Courses / Undergraduate

Fall 2016

  • The Craft of Writing: ‘I Saw the Devil’: One Hundred Years of the Thriller in a Global Context

    R1B - 001 | CCN: 15683

    Justin Vaccaro and Fareed Ben-Youssef

    4 Units

    Thrillers have long been a part of world cinema. From the silent era (Louis Feuillade’s 1915 Les Vampires) to the present day (Denis Villeneuve’s 2015 Sicario), filmmakers and audiences cannot get enough of the suspenseful form. Yet, fundamental questions remain: what exactly is a thriller? What are its defining hallmarks? Is it even a genre or is it just a mood? Is there, in fact, such a thing as a thriller or is it always mixed with something else: action thriller, psychological thriller, sci-fi thriller, spy thriller?

    These questions have not been probed in detail by scholars, and the thriller stands as a ubiquitous but understudied form. Our Reading and Composition course will attempt to fill in these conceptual gaps.

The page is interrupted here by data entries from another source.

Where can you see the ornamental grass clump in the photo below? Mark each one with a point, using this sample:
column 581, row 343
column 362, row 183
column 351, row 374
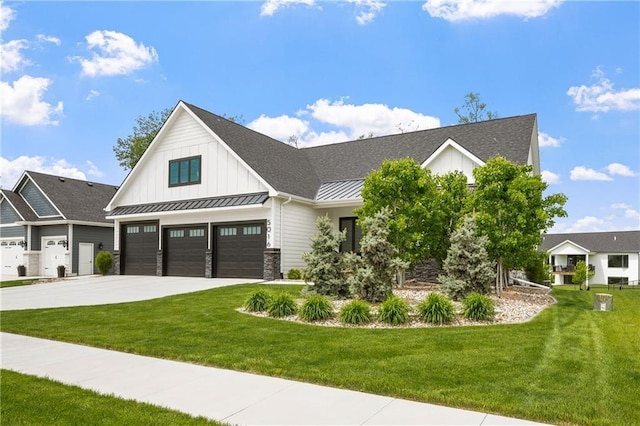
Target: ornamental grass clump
column 394, row 311
column 478, row 307
column 355, row 312
column 258, row 301
column 281, row 305
column 436, row 309
column 316, row 308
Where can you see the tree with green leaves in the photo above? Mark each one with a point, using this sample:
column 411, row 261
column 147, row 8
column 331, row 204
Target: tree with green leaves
column 473, row 110
column 453, row 190
column 324, row 261
column 375, row 272
column 410, row 193
column 467, row 262
column 129, row 150
column 581, row 274
column 511, row 210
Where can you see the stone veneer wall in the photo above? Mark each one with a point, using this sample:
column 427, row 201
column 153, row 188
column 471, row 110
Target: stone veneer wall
column 271, row 265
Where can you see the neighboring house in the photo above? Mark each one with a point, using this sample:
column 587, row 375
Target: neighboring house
column 47, row 221
column 212, row 198
column 614, row 257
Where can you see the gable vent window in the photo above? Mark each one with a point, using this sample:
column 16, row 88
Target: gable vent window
column 185, row 171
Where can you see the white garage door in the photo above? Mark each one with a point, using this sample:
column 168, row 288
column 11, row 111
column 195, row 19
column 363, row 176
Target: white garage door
column 12, row 254
column 53, row 253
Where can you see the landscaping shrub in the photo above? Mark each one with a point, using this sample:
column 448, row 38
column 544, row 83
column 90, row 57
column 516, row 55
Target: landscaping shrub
column 104, row 262
column 394, row 310
column 324, row 261
column 316, row 308
column 258, row 301
column 294, row 274
column 281, row 305
column 478, row 307
column 355, row 312
column 436, row 309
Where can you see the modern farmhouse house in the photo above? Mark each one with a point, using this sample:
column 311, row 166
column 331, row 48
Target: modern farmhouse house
column 212, row 198
column 47, row 221
column 614, row 257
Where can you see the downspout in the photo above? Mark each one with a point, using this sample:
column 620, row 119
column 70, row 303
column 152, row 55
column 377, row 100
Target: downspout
column 282, row 233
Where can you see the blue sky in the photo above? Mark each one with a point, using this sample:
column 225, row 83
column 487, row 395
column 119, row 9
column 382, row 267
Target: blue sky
column 75, row 75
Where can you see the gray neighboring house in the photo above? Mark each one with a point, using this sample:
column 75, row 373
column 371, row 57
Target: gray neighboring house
column 614, row 257
column 212, row 198
column 47, row 221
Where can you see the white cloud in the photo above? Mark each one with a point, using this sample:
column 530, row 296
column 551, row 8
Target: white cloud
column 602, row 97
column 368, row 10
column 114, row 53
column 13, row 169
column 6, row 16
column 620, row 206
column 48, row 39
column 22, row 103
column 544, row 139
column 11, row 55
column 281, row 127
column 345, row 122
column 270, row 7
column 550, row 177
column 93, row 170
column 583, row 173
column 92, row 94
column 620, row 169
column 461, row 10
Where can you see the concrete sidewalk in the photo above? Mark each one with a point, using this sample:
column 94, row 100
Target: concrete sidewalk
column 223, row 395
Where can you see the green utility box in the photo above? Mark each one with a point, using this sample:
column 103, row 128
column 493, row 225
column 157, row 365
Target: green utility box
column 603, row 302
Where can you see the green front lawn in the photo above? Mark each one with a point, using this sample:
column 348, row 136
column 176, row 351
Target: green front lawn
column 29, row 400
column 569, row 365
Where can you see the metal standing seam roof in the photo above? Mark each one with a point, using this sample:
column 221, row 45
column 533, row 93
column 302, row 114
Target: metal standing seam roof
column 201, row 203
column 341, row 190
column 597, row 242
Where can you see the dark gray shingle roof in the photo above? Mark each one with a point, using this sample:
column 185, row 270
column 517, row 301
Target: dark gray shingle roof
column 599, row 242
column 302, row 171
column 284, row 167
column 201, row 203
column 76, row 199
column 509, row 137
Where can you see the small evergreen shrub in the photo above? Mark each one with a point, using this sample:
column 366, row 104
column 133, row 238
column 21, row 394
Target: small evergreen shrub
column 436, row 309
column 478, row 307
column 394, row 310
column 258, row 301
column 294, row 274
column 281, row 305
column 355, row 312
column 104, row 262
column 316, row 308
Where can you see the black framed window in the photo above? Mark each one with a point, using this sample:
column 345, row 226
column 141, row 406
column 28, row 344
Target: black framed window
column 354, row 234
column 185, row 171
column 618, row 261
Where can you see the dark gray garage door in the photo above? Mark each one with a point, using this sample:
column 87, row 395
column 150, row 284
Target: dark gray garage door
column 139, row 243
column 184, row 251
column 239, row 250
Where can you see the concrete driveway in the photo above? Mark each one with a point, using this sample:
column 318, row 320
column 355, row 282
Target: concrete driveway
column 103, row 290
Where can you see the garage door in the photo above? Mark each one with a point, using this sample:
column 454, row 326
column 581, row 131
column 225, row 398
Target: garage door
column 239, row 250
column 140, row 247
column 184, row 251
column 12, row 254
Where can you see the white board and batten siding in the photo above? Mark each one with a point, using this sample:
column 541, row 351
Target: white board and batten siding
column 221, row 173
column 299, row 225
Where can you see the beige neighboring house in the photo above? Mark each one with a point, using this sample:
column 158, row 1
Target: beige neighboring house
column 211, row 198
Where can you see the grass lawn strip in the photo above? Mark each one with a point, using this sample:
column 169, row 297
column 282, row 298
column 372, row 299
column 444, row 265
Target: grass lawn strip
column 569, row 365
column 30, row 400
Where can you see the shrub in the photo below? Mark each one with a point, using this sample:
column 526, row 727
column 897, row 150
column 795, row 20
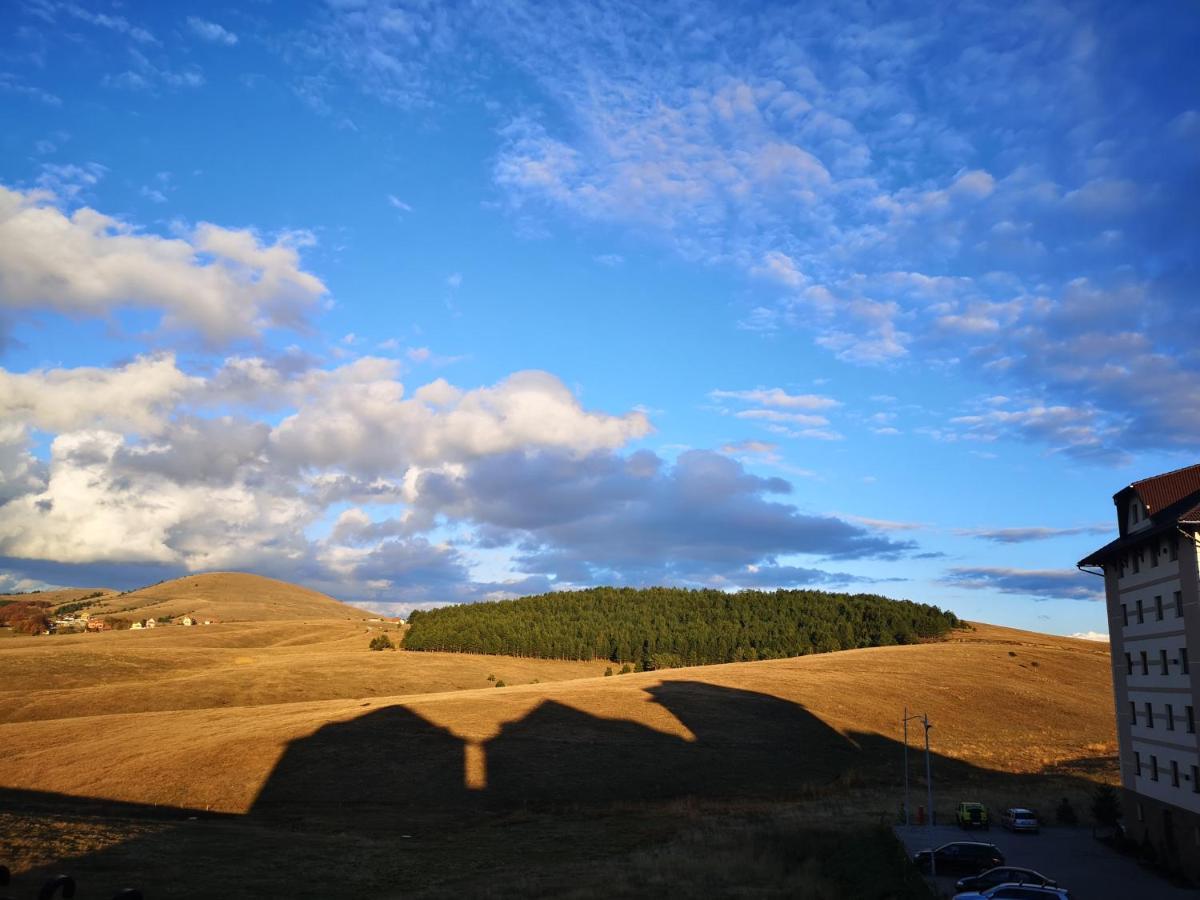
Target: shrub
column 1066, row 814
column 382, row 642
column 1105, row 805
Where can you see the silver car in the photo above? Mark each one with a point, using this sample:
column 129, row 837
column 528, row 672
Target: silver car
column 1017, row 892
column 1018, row 819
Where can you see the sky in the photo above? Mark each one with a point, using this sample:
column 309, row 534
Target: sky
column 424, row 303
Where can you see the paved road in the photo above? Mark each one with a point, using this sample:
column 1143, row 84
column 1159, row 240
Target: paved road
column 1069, row 856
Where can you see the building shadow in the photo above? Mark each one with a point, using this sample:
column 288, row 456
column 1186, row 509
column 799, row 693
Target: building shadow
column 391, row 774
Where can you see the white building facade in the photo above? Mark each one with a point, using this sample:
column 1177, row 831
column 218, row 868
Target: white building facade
column 1152, row 587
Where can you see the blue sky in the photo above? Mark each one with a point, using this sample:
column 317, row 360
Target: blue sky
column 420, row 303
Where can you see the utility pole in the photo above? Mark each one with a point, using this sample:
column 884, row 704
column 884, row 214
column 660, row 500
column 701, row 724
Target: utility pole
column 929, row 787
column 929, row 780
column 906, row 766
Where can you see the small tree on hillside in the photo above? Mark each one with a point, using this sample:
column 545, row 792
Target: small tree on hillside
column 382, row 642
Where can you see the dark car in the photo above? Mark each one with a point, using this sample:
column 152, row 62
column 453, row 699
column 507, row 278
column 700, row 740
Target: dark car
column 1005, row 875
column 967, row 857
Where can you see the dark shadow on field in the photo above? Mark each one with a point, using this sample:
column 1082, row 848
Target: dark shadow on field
column 391, row 774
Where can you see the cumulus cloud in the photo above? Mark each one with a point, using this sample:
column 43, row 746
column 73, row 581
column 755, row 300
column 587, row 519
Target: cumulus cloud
column 1038, row 583
column 838, row 157
column 211, row 31
column 222, row 283
column 137, row 396
column 357, row 418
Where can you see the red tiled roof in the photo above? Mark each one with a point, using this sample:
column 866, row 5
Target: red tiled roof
column 1162, row 491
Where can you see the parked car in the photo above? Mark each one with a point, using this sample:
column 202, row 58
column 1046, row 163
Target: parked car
column 972, row 815
column 965, row 857
column 1005, row 875
column 1018, row 819
column 1017, row 892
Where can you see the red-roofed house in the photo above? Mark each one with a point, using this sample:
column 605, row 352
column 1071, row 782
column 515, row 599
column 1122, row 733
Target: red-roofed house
column 1153, row 604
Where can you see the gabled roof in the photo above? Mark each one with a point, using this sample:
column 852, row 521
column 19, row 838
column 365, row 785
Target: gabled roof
column 1170, row 499
column 1168, row 489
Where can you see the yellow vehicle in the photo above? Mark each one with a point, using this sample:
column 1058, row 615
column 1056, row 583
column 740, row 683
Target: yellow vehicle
column 972, row 815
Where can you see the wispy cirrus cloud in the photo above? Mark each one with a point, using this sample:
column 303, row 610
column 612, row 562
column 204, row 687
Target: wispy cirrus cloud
column 1038, row 583
column 1032, row 533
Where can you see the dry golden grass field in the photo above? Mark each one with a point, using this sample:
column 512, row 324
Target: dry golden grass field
column 185, row 760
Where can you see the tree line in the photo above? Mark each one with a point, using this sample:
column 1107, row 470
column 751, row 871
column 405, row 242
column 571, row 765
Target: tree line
column 663, row 628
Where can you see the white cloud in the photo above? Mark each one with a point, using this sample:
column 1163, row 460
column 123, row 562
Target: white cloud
column 138, row 396
column 778, row 397
column 357, row 418
column 221, row 282
column 211, row 31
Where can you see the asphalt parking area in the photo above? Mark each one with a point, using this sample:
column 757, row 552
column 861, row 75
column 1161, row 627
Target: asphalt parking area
column 1069, row 856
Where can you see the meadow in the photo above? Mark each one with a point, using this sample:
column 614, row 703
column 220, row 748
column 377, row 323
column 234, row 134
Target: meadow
column 289, row 742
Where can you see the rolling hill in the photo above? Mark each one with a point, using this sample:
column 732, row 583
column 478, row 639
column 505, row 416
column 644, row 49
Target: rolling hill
column 227, row 597
column 1047, row 700
column 180, row 759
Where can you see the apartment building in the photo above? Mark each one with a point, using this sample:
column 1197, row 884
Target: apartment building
column 1152, row 586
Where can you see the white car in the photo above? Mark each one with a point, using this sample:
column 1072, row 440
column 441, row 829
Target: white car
column 1018, row 819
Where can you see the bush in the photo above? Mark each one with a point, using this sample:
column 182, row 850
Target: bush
column 1105, row 807
column 1066, row 814
column 382, row 642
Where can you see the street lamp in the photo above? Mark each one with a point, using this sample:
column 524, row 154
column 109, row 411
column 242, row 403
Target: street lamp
column 929, row 780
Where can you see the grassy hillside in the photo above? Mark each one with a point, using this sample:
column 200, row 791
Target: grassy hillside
column 245, row 664
column 59, row 598
column 743, row 777
column 227, row 597
column 799, row 721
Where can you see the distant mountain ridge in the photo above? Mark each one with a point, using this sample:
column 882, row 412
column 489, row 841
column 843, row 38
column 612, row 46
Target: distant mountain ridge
column 226, row 597
column 666, row 628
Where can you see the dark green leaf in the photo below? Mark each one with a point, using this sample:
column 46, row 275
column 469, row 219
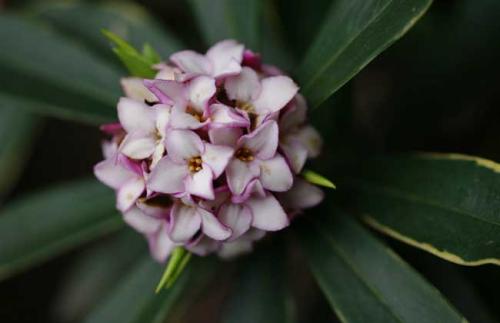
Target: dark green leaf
column 17, row 128
column 223, row 19
column 260, row 294
column 45, row 70
column 134, row 299
column 96, row 272
column 354, row 32
column 363, row 280
column 85, row 21
column 446, row 204
column 43, row 225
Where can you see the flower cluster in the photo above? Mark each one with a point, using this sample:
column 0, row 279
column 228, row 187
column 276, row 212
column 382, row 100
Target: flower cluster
column 207, row 155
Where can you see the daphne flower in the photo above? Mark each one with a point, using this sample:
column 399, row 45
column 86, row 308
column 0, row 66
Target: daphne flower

    Our investigations into the thriller with take us through time and across world cinema. Viewings will be paired with articles on media and genre theory. Scholars like Janet Staiger—who argues that Hollywood films are never pure but always a pastiche of genres—will encourage us to see these films in ambiguous terms, bleeding across film types. The thriller’s myriad forms and sub-genres enable it to engage with all manner of cultural concerns and anxieties. But we then must ask, why do we incessantly turn to the thriller no matter what the issue or subject matter?

    The thriller as a topic, like the thriller as a form, poses questions but withholds answers. Constructing answers, and finding new questions will be the tasks of this course. Students will focus in on the specific audio-visual details of cinematic thrillers, connecting this evidence to the world outside of the film. In so doing, students will learn the essentials of performing academic research so that they grow comfortable synthesizing a wide range of theoretical lenses and conducting original research across venues, be they libraries, databases, the Internet, or in archives.

    Our course about the inscrutable but ever-intriguing thriller will give students the tools necessary to craft nuanced arguments which embrace ambiguity, ultimately allowing them to thrive within an academic setting and beyond.